When we are speaking, we often use expressions which would seem careless and undignified in writing. This is true of highly educated people as well as everyone else. One of the most familiar examples is the practice of shortening certain common verbal expressions, e.g "don't", "won't", "I'll" (=I will or I shall),"he's" ( he is), etc. These are extremely common in speech, but are normally avoided in writing unless the writer is purposely using a colloquial style, as when writing a letter to friend, or when using direct speech to report the exact words which somebody has used. Moreover, in colloquial English we often say things in writing would be the sentence, "Who did you see?" when it is spoken, but if we are writing it we must alter "who" to "whom", because it is the object of "see" and must take the object form.
"Slang" is an extreme form of colloquial English, though even slang is widely used by all classes of people. Many slang expressions are used only in certain occupations, and may not be understood by people outside those occupations. Sailors for instance, have their own slang; so have schoolboys, actors, thieves, and others. Uneducated foreigners(e.g. uneducated Africans and Chinese) use a simplified type of English called "pidgin English". English people living in Africa sometimes use pidgin English among themselves as a kind of slang. Expressions like "left small"(for soon) and "one-time" (for quickly) are pidgin English, and would not be understood by the average Englishman in England. Finally, a good deal of slang is impolite or obscene, and is therefore avoided by all respectable people.





Literary English.
The word "literary" means "belonging to writing".It should not be confused with the word "literal" which has a different meaning. Literary English is more careful than colloquial English. Why is this? The reason is that when anything is written down, it is often a permanent record which everyone can see and check and examine, and the writer, knowing this, is careful to be grammatically correct, and to make his sentences effective or striking. Now this very careful kind of English may also be used in speech for special occasions, for instance in giving a public address or welcome to some important person; but if it is used in ordinary conversation it may sound foolish. Thus, "the person with whom I was conversing" is normal literary English, but in normal speech we would say something more simple "the man I was talking to".
There is one other very important thing about literary English. As the years go by, every language is slowly changing. You do not notice this with a less advance language, since if it has only recently been written down, you cannot compare the way people speak it now with the way they spoke it long ago.
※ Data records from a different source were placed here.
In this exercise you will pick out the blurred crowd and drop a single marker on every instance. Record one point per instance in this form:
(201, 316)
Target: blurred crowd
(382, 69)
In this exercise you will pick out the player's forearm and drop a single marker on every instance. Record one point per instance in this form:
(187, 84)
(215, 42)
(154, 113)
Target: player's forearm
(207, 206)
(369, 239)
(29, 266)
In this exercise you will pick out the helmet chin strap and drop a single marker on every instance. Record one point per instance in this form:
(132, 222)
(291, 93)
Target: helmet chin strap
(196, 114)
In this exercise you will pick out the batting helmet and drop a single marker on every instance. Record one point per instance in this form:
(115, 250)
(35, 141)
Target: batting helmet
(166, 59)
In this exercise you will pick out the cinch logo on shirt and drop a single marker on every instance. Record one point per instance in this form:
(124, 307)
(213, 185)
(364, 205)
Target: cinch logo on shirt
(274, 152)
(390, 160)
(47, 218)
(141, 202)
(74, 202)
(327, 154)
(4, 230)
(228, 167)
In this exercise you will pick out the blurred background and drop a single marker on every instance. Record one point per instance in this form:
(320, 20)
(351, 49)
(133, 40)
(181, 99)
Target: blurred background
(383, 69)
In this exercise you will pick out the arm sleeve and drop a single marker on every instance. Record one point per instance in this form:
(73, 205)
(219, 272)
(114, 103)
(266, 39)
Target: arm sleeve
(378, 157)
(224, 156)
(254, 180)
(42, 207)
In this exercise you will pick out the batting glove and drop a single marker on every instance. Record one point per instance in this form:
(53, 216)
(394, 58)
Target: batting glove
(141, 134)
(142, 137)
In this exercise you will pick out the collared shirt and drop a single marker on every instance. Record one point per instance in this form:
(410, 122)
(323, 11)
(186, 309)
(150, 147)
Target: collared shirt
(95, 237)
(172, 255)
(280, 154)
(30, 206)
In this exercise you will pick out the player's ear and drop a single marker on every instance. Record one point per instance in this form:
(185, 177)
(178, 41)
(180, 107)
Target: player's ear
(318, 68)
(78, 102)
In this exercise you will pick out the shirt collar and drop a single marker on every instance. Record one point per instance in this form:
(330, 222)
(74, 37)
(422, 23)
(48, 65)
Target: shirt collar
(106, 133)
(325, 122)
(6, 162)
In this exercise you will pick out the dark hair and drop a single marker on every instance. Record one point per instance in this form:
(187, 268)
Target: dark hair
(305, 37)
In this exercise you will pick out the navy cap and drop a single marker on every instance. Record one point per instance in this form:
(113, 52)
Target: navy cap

But in English the comparison can easily be made because we can still read the books which were written by our forefathers even hundreds of years ago. Thus, the English we read is often old-fashioned. This is to some extent true even of the literary English written today, because the written language always changes more slowly than the spoken. The words "thee","thou",etc., for example, are ever used in normal spoken English, but they are still sometimes used in writing specially in poetry.

1 comment:

Anonymous said...

A very good and honest assessment of English. I think you would agree that the principal reason for it's success in the World has more to do with it's ability to grow organically.After all I am told that it is not the easiest of languages to learn.Great blog.simon.